Since Tuesday VCU has hosted a food drive on campus to support the Central Virginia Food Bank.
The annual drive has been held since 2009, and the goal this year is to collect enough food and financial donations to feed 35,000 people. On Tuesday alone, the event saw a more than 25 percent increase in donations over last year’s drive.
“We’re still not out of the recession, and there is still a great need,” said Diane Reynolds, business services director and organizer of the first VCU food drive in 2009. “We’ve decided that this will be our annual VCU fundraising event and try to get the entire university engaged.”
“We’ve received a lot of help from VCU students,” Reynolds said.
Individual students, as well as student groups, have volunteered time to support the food drive by putting together donation bags, hanging posts and doing other jobs behind the scenes.
“It’s a way for us to give back to the community,” she added.
Part of the goal of the VCU food drive was to bring together various small food drives going on around campus and in the surrounding communities.
“There are a ton of small food drives around VCU, so we tried to think of a way to bring them all together,” said Rebecca Jones, business services marketing and public relations manager. “When you have a larger event, you get more people involved.”
Though food drives are held often in November and December around the holiday season, need for food often spikes during the spring.
“(The CVFB) really gets slammed for demand around April and May because they start preparing for the children who are in need of food in the Richmond area during the summer,” Reynolds said.

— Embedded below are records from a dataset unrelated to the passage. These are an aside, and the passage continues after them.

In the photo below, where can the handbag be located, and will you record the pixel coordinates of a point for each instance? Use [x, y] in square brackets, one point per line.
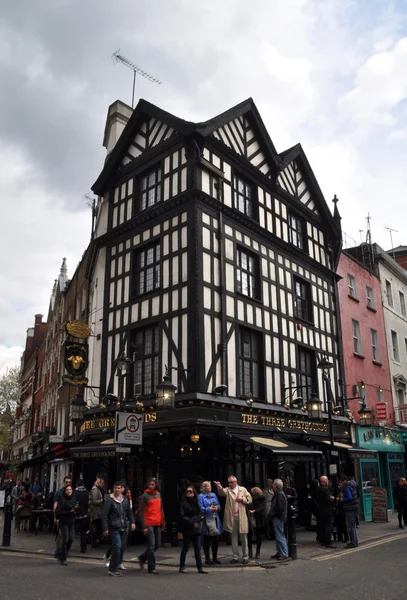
[212, 526]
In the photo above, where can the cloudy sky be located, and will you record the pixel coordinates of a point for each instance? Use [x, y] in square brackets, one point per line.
[330, 74]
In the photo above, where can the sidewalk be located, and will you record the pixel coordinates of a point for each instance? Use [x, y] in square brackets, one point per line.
[306, 545]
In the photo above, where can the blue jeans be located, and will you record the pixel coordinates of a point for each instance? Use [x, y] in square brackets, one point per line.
[350, 517]
[67, 535]
[281, 542]
[119, 539]
[153, 542]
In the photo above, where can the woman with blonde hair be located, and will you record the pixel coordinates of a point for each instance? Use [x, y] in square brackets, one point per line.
[96, 501]
[257, 512]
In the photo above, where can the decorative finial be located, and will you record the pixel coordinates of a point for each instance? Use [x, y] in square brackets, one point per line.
[64, 269]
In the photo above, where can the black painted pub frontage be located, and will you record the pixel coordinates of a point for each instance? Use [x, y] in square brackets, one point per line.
[203, 439]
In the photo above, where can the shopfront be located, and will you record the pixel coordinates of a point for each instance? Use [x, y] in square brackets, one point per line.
[382, 467]
[205, 440]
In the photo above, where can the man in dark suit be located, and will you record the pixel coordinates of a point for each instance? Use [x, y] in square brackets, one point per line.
[324, 501]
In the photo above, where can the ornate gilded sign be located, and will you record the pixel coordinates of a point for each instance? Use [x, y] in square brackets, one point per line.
[78, 329]
[76, 363]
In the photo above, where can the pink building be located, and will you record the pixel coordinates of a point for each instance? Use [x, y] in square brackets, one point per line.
[366, 361]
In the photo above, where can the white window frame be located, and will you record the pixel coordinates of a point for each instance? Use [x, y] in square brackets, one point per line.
[402, 300]
[352, 286]
[369, 297]
[389, 293]
[375, 345]
[357, 340]
[395, 345]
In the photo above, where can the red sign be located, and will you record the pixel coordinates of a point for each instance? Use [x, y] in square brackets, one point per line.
[403, 413]
[381, 411]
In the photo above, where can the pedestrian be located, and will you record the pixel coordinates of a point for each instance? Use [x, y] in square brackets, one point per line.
[116, 517]
[212, 526]
[353, 484]
[324, 500]
[65, 514]
[340, 516]
[36, 487]
[235, 517]
[399, 497]
[350, 506]
[278, 513]
[82, 512]
[268, 493]
[152, 523]
[57, 498]
[191, 519]
[258, 516]
[16, 494]
[96, 501]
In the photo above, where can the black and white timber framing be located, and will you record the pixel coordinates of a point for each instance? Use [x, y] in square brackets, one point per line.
[186, 207]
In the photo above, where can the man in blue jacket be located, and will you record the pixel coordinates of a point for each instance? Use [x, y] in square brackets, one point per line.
[115, 519]
[350, 507]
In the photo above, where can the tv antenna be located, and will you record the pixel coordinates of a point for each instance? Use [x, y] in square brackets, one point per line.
[117, 57]
[390, 230]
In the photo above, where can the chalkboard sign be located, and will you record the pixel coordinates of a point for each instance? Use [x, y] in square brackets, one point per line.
[379, 505]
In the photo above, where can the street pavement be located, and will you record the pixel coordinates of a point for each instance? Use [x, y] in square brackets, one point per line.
[307, 547]
[375, 570]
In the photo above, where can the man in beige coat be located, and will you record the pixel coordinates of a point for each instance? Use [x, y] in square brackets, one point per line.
[235, 517]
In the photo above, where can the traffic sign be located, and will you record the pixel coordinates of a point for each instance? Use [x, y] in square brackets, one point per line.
[128, 429]
[381, 411]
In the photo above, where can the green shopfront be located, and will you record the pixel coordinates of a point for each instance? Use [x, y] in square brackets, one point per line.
[383, 464]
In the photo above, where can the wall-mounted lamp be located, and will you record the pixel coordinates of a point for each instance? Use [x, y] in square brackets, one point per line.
[220, 390]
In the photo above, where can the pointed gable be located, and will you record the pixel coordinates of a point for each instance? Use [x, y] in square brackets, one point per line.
[151, 132]
[292, 180]
[239, 136]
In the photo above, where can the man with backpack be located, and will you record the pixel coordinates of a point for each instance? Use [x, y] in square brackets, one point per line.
[116, 517]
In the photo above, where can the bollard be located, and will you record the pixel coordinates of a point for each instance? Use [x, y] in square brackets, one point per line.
[8, 517]
[291, 533]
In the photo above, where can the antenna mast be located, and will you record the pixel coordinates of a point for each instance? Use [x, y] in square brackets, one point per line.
[117, 57]
[390, 230]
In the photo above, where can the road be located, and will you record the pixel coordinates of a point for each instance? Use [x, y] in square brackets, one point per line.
[375, 571]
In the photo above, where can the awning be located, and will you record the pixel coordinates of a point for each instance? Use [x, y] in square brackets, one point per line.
[278, 446]
[362, 451]
[95, 450]
[348, 447]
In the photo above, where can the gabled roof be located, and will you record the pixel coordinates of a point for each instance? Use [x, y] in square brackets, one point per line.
[296, 154]
[205, 128]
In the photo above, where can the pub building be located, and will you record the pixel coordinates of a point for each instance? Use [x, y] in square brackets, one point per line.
[212, 276]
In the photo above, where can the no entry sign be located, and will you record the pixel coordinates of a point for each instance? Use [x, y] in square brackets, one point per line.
[128, 429]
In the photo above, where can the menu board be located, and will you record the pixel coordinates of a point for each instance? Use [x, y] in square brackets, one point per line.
[379, 505]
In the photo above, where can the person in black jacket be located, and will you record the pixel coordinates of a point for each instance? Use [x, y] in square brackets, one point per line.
[278, 513]
[82, 509]
[191, 525]
[65, 513]
[257, 511]
[116, 517]
[400, 501]
[325, 501]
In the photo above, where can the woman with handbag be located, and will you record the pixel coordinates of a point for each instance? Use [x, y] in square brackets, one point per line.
[191, 525]
[212, 526]
[257, 512]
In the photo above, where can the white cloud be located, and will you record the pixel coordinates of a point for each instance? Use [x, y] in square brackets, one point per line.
[327, 73]
[381, 84]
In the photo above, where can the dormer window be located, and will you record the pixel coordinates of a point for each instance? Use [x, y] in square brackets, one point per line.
[243, 196]
[150, 188]
[296, 231]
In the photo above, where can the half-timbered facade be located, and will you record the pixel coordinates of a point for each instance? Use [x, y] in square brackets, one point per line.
[215, 256]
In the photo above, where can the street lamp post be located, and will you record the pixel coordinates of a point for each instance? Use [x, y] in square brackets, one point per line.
[325, 365]
[122, 363]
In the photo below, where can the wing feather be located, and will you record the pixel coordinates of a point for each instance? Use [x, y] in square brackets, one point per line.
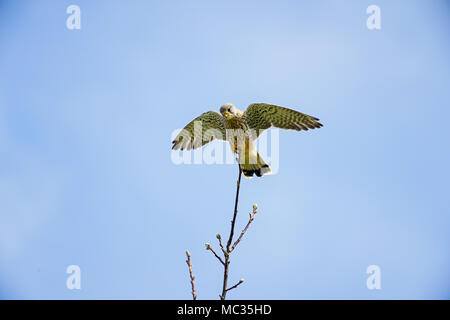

During the school year children often eat at school, but not during the summer.
The CVFB has experienced a sharp rise in the need for their services particularly during the last two years.
“In the past two or three years we’ve seen the largest spike we’ve ever experienced in terms of need,” said Kristin VanStory, director of communications for the CVFB. “You hear that the economy is improving (but that) does not mean we’re seeing a decrease in requests for help.”
Rising costs of living and cuts in government aid have made it difficult for many families to put food on the table, according to VanStory.
The increase in need, however, has been met by an even greater response.
“Even though we’ve seen those (need) numbers rising, we’re also seeing our numbers rising in terms of donations and food coming in,” VanStory said.
The CVFB distributes 70,000 pounds of food per day and last year distributed 15.5 million pounds of food in total.
“We will beat that by far this year,” she said.
One pound of food roughly equates to 1.3 meals, according to VanStory. This means that the approximately 5,600 pounds of food collected on Tuesday at VCU is enough to provide more than 7,000 meals.
VCU has targeted both students and the general public by designating drop-off centers in easy-access locations such as parking decks and at the corner of Broad and Harrison streets.
Donations to the VCU Food Drive may also be made online at https://www.cvfb.org/DonorForm/tabid/97/Default.aspx by crediting the gift to the VCU Food Drive.
Drop-off locations are on the Monroe Park Campus at the West Broad, Cary Street, West Main and Jefferson Street parking decks, Commons Convenience (in the University Student Commons), Harris Hall Convenience Store, Cary Street Market & Deli, Shafer Court Dining Center and the Cary Street Gym. On the MCV campus, drop-off locations are, N, A, I and D parking decks, Eighth Street Parking Deck, Main Hospital and the Larrick Student Center.